Economia

O mundo vai mudar, mas para pior, diz economista Nouriel Roubini

Para Nouriel Roubini, economista que palestrou no ciclo Fronteiras do Pensamento na noite desta segunda-feira (8), o mundo vai mudar na próxima década. E, muito possivelmente, para pior.

Conhecido como “Doutor Apocalipse” por ter sido uma das vozes que alertaram para a crise financeira de 2008, o autor do livro “Mega-Ameaças” identificou dez grandes desafios que colocam em xeque o sistema político e econômico dominante pelos últimos 75 anos.

“Vivemos em uma era de hiper-incerteza. Além dos riscos econômicos e financeiros, temos de considerar os sociais, políticos, geopolíticos, ambientais e tecnológicos”, explicou o professor da Universidade de Nova York.

Roubini defendeu que o mundo passa por uma mudança de regime, e que o futuro dá todos os sinais de que será bastante diferente do passado recente.

Para o economista, um dos fatores centrais dessa transformação é a mudança do panorama econômico: se antes o mundo vivia uma era de “estagnação secular”, representada por uma tendência de baixa inflação e baixo crescimento entre as economias mais desenvolvidas, agora a realidade é de “estagflação”, onde o baixo crescimento está acompanhado de uma alta da inflação.

Os sinais, argumentou o conferencista, são visíveis no mundo pós-Covid. O aumento do preço das commodities, uma busca de diversos países pela desdolarização, a queda dos investimentos off-shore e o aprofundamento dos déficits e dívidas orçamentárias seriam fatores claros.

Mas os desafios não se limitam ao âmbito econômico. As “mega-ameaças” que se apresentam passam por quase todas as camadas da sociedade.

Do lado político, a disputa entre os Estados Unidos e seus aliados e o que Roubini chama de “bloco revisionista”, com países como China e Rússia, já se aprofunda em conflitos armados e indiretos —o que implica numa possível fragmentação do mercado mundial e um aumento de protecionismo econômico.
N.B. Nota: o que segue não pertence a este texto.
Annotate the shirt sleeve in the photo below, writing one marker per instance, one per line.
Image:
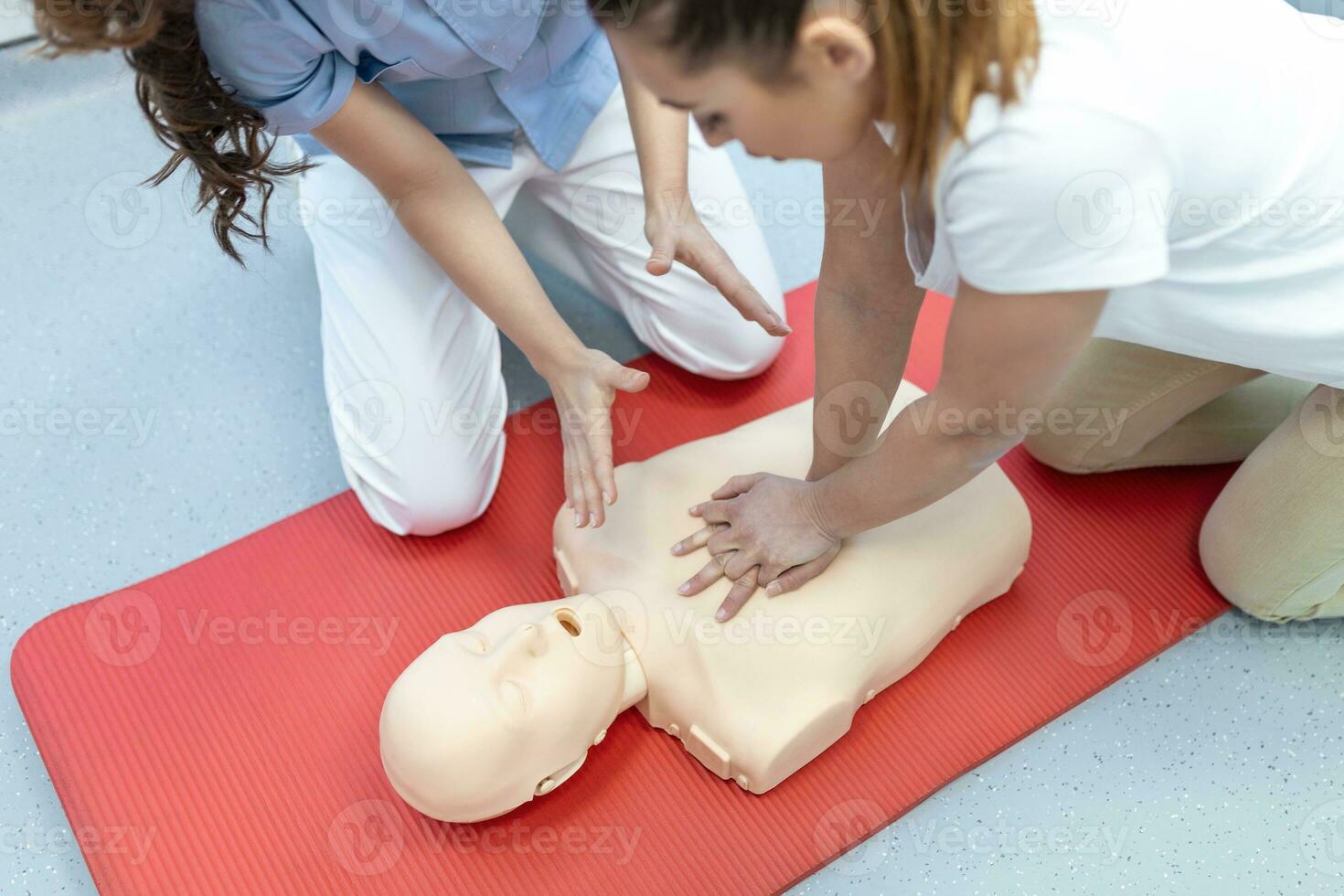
(273, 59)
(1058, 200)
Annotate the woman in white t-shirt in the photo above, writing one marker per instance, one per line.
(1138, 208)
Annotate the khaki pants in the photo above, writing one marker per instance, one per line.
(1273, 543)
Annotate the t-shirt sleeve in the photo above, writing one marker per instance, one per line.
(1058, 200)
(273, 59)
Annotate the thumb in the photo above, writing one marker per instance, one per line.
(664, 251)
(626, 378)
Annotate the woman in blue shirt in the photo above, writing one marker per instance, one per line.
(423, 120)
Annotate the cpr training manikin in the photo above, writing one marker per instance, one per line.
(508, 709)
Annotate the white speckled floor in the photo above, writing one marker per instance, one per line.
(1214, 769)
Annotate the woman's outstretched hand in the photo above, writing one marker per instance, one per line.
(677, 234)
(585, 387)
(761, 529)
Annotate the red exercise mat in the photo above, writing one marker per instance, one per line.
(214, 730)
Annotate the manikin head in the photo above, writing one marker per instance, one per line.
(489, 718)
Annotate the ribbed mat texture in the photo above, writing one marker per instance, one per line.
(214, 730)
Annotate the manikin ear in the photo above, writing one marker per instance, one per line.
(837, 45)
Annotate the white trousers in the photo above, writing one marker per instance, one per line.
(411, 367)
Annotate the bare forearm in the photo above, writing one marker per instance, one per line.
(866, 308)
(920, 461)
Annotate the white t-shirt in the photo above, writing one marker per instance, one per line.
(1189, 156)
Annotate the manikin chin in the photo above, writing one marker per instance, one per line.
(507, 710)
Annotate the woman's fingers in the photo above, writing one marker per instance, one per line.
(738, 564)
(711, 511)
(625, 379)
(664, 251)
(741, 592)
(694, 541)
(709, 574)
(735, 486)
(798, 575)
(717, 268)
(600, 449)
(592, 492)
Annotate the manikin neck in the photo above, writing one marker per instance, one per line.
(636, 683)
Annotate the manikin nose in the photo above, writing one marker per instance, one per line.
(526, 641)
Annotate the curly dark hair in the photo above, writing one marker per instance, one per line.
(190, 112)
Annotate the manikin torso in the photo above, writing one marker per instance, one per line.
(757, 698)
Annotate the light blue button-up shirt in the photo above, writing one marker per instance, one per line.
(474, 71)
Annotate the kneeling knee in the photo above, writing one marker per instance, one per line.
(1062, 452)
(1243, 579)
(431, 503)
(738, 360)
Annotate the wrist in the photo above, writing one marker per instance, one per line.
(823, 511)
(668, 199)
(554, 357)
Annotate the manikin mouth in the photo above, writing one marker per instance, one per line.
(558, 776)
(569, 621)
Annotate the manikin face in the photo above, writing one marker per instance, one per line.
(821, 111)
(489, 718)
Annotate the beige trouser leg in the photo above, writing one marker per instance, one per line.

O que, por sua vez, se liga ao crescimento de governos autoritários de esquerda e direita, impulsionados pelo aumento da desigualdade social e econômica que radicaliza os eleitores.
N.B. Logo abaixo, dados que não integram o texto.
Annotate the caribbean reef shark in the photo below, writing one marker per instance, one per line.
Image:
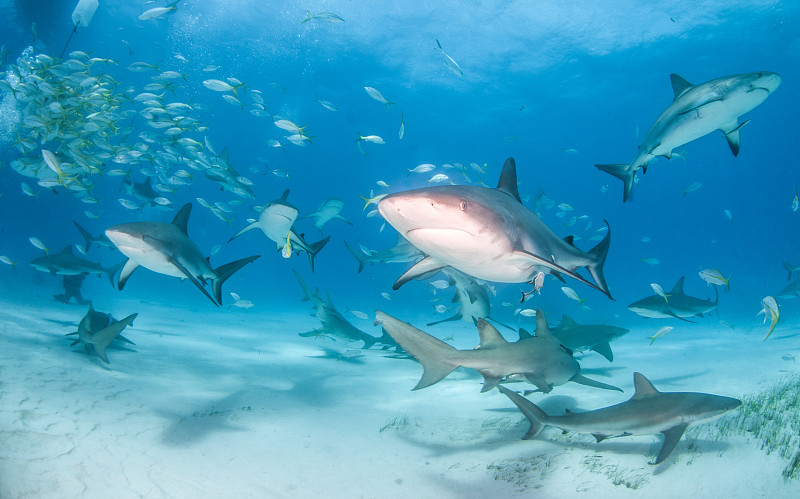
(677, 304)
(166, 249)
(646, 413)
(540, 359)
(698, 110)
(486, 233)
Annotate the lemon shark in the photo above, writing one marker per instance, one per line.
(648, 412)
(487, 233)
(678, 305)
(276, 221)
(539, 359)
(698, 110)
(165, 248)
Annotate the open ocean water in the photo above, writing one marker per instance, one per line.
(229, 105)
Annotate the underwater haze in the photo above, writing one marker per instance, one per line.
(292, 131)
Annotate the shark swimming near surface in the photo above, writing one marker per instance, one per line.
(165, 248)
(677, 305)
(539, 359)
(698, 110)
(276, 221)
(487, 233)
(648, 412)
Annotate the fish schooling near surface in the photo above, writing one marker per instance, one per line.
(698, 110)
(540, 359)
(678, 305)
(648, 412)
(165, 248)
(487, 233)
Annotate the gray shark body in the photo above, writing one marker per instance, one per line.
(698, 110)
(66, 263)
(486, 233)
(596, 337)
(97, 330)
(677, 305)
(539, 359)
(165, 248)
(648, 412)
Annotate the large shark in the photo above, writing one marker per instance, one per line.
(648, 412)
(595, 337)
(166, 249)
(276, 222)
(97, 330)
(486, 233)
(66, 263)
(677, 304)
(539, 359)
(698, 110)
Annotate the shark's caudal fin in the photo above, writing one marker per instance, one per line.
(622, 172)
(227, 270)
(535, 415)
(315, 248)
(437, 357)
(598, 259)
(102, 338)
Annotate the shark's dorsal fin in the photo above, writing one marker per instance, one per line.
(642, 386)
(182, 218)
(678, 288)
(679, 84)
(490, 336)
(508, 179)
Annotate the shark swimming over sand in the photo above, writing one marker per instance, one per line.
(276, 222)
(539, 359)
(698, 110)
(648, 412)
(487, 233)
(678, 305)
(165, 248)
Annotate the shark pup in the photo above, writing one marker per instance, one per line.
(648, 412)
(487, 233)
(166, 249)
(539, 359)
(677, 305)
(697, 111)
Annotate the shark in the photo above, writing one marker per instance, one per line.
(594, 337)
(165, 248)
(66, 263)
(487, 233)
(539, 359)
(402, 252)
(698, 110)
(678, 305)
(647, 412)
(276, 222)
(97, 330)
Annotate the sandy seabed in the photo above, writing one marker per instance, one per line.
(235, 404)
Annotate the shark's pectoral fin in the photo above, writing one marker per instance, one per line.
(127, 270)
(604, 349)
(424, 266)
(671, 438)
(583, 380)
(194, 280)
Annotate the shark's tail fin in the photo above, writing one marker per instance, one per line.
(437, 357)
(622, 172)
(315, 248)
(535, 415)
(362, 259)
(597, 256)
(102, 338)
(227, 270)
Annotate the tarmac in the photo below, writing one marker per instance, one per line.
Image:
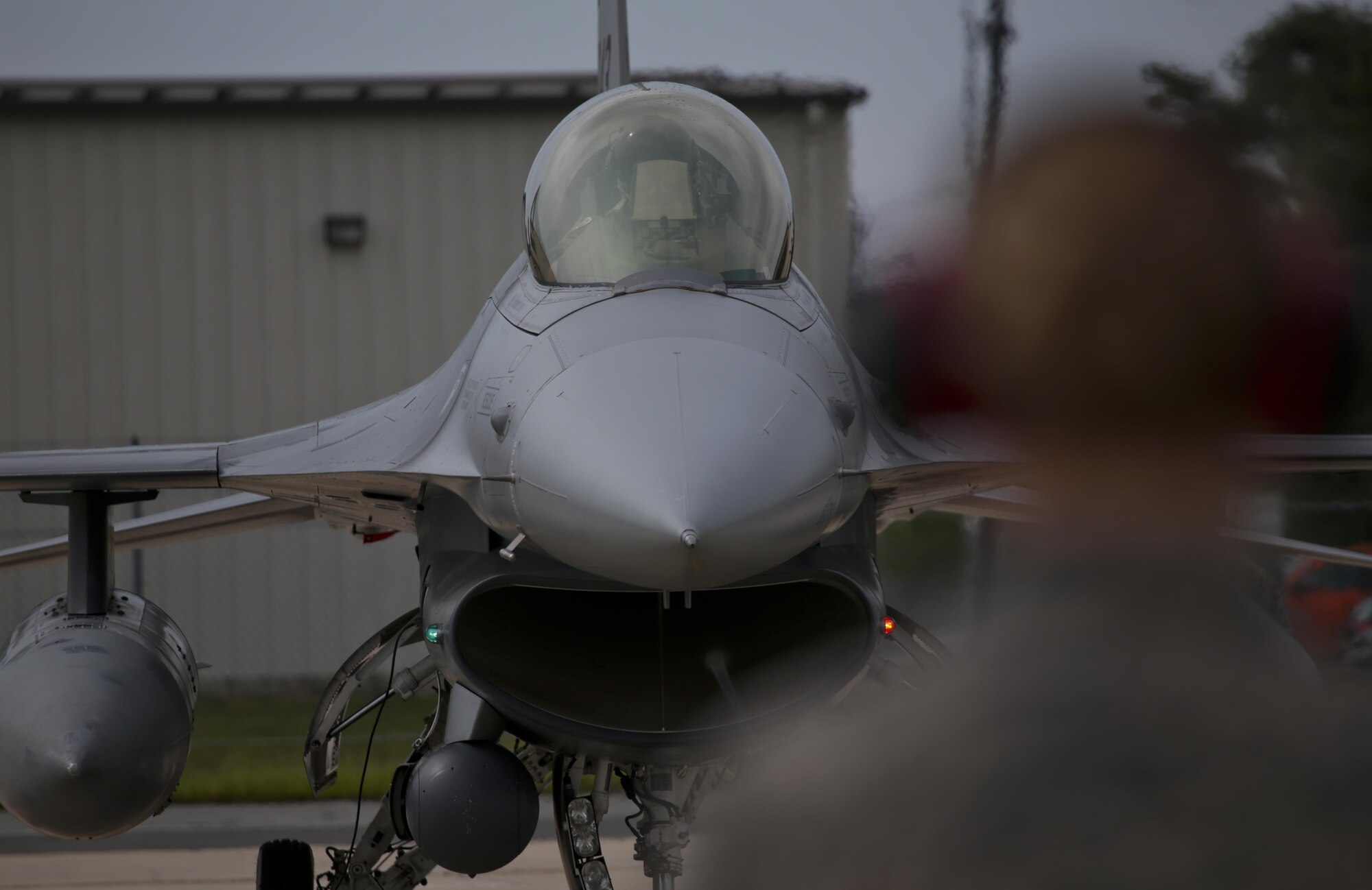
(213, 847)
O fortalecimento das pautas populistas também ajuda a explicar outra ameaça descrita pelo americano: se antes o impacto econômico do envelhecimento da população em países desenvolvidos era mitigado pela chegada de mão de obra jovem estrangeira, o endurecimento de leis anti-imigração nos Estados Unidos e Europa apontam para uma bomba-relógio demográfica.
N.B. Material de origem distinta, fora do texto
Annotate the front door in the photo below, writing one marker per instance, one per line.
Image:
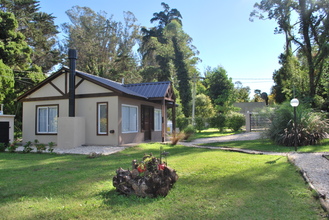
(4, 132)
(147, 121)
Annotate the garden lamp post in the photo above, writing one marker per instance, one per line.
(294, 103)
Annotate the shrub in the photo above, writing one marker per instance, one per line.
(51, 147)
(182, 123)
(312, 126)
(200, 123)
(235, 121)
(12, 147)
(27, 147)
(2, 147)
(40, 147)
(218, 121)
(189, 131)
(176, 137)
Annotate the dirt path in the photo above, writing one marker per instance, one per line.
(313, 166)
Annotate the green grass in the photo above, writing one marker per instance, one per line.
(212, 185)
(267, 145)
(212, 132)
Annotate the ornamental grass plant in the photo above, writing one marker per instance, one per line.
(312, 126)
(212, 185)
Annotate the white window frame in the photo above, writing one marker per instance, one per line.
(99, 132)
(47, 120)
(124, 118)
(157, 119)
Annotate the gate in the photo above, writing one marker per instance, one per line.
(4, 132)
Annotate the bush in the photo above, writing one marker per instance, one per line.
(218, 121)
(200, 123)
(235, 121)
(312, 126)
(27, 147)
(40, 147)
(12, 147)
(176, 137)
(2, 147)
(51, 147)
(182, 123)
(189, 131)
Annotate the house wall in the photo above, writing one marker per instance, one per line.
(136, 137)
(29, 120)
(87, 108)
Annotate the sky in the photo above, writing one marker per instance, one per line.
(220, 29)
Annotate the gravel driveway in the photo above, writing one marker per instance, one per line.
(313, 166)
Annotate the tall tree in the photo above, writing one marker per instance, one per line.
(167, 16)
(105, 46)
(157, 55)
(168, 51)
(220, 88)
(38, 28)
(241, 94)
(309, 32)
(17, 73)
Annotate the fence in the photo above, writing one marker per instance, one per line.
(256, 122)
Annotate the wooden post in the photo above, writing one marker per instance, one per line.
(174, 117)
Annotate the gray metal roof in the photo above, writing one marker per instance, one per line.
(150, 90)
(142, 90)
(109, 83)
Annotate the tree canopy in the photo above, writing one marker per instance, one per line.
(304, 23)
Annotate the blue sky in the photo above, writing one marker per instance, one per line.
(220, 29)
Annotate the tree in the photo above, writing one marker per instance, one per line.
(105, 46)
(220, 88)
(39, 31)
(17, 73)
(203, 106)
(309, 32)
(167, 16)
(168, 51)
(157, 49)
(241, 94)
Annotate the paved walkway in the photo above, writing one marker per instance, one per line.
(313, 166)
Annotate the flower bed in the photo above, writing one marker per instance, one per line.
(149, 178)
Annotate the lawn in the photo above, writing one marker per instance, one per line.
(212, 132)
(267, 145)
(212, 185)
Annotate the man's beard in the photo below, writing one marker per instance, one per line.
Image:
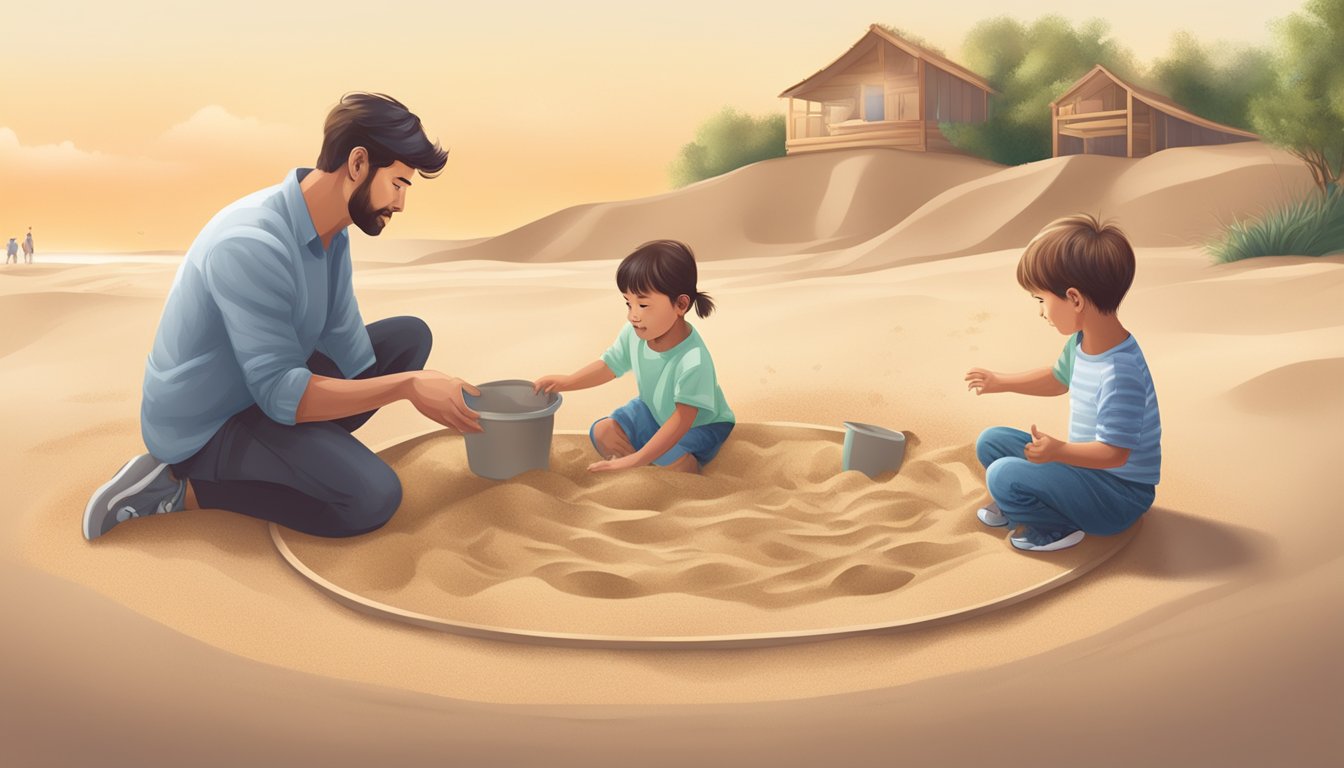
(362, 213)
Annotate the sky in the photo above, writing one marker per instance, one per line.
(125, 125)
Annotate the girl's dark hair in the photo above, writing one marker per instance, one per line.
(382, 125)
(664, 266)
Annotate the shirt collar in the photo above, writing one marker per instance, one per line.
(299, 217)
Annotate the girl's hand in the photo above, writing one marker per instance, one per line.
(983, 381)
(1042, 448)
(612, 464)
(549, 384)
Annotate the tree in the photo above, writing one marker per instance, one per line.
(1214, 82)
(1304, 109)
(729, 140)
(1030, 67)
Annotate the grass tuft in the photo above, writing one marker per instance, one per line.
(1313, 226)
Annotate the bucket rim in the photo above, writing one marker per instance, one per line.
(526, 416)
(874, 431)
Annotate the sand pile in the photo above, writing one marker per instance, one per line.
(772, 542)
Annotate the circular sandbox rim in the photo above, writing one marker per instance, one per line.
(696, 642)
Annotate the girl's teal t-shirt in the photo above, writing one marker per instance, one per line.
(682, 374)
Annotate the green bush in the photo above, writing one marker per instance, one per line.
(729, 140)
(1313, 226)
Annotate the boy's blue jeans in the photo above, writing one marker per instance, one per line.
(1057, 496)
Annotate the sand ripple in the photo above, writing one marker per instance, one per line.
(773, 523)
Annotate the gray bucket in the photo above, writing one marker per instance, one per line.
(872, 449)
(518, 425)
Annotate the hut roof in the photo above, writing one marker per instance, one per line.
(1153, 100)
(860, 47)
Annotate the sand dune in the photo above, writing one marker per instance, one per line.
(1210, 639)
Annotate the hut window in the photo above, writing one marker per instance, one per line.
(872, 102)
A grande ameaça do aquecimento global só agrava isso, argumenta Roubini. Com bilhões de pessoas em situação de risco por conta das mudanças climáticas, a tendência é que movimentos migratórios e conflitos internos só se intensifiquem nas próximas décadas.

Especialmente considerando que a fragmentação política impede uma cooperação global eficaz para impedir que as projeções mais catastróficas de aumento de temperatura se tornem realidade. Sem falar nos efeitos colaterais do desastre climático, como o surgimento de novas e mais letais pandemias.

Se movimentos migratórios em massa e o crescimento da desigualdade parecem inevitáveis, o avanço da inteligência artificial pode ser a gota d’água. Para o economista, se não for cuidadoso, essa tecnologia pode significar a extinção de milhões de postos de trabalho que não serão substituídos tão cedo.

Para o autor, os problemas se apresentam como “guerras” que o mundo precisará enfrentar na próxima década. Os governos vão precisar gastar fortunas para conter novos conflitos geopolíticos, a crise climática, pandemias e lidar com o rápido desenvolvimento tecnológico e a massa de pessoas destituídas surgida em seus rastros. Mas nem tudo está perdido.

“Nos últimos séculos, a tecnologia permitiu avanços econômicos que fizeram com que mesmo as pessoas em países mais pobres vivessem mais e com mais renda per capita”, argumentou o Roubini. Avanços na robótica, nas ciências da saúde e na agricultura podem ajudar a solucionar muitas das ameaças globais.

“A questão é se vamos sobreviver a essas mega-ameaças até que essas tecnologias nos levem a um lugar melhor”, sacramentou o economista.

O ciclo Fronteiras do Pensamento terá palestras de nomes como Anna Lembke e Simon Sebag Montefiore, e já contou com a participação de Stuart Russell, Muriel Barbery e Yascha Mounk.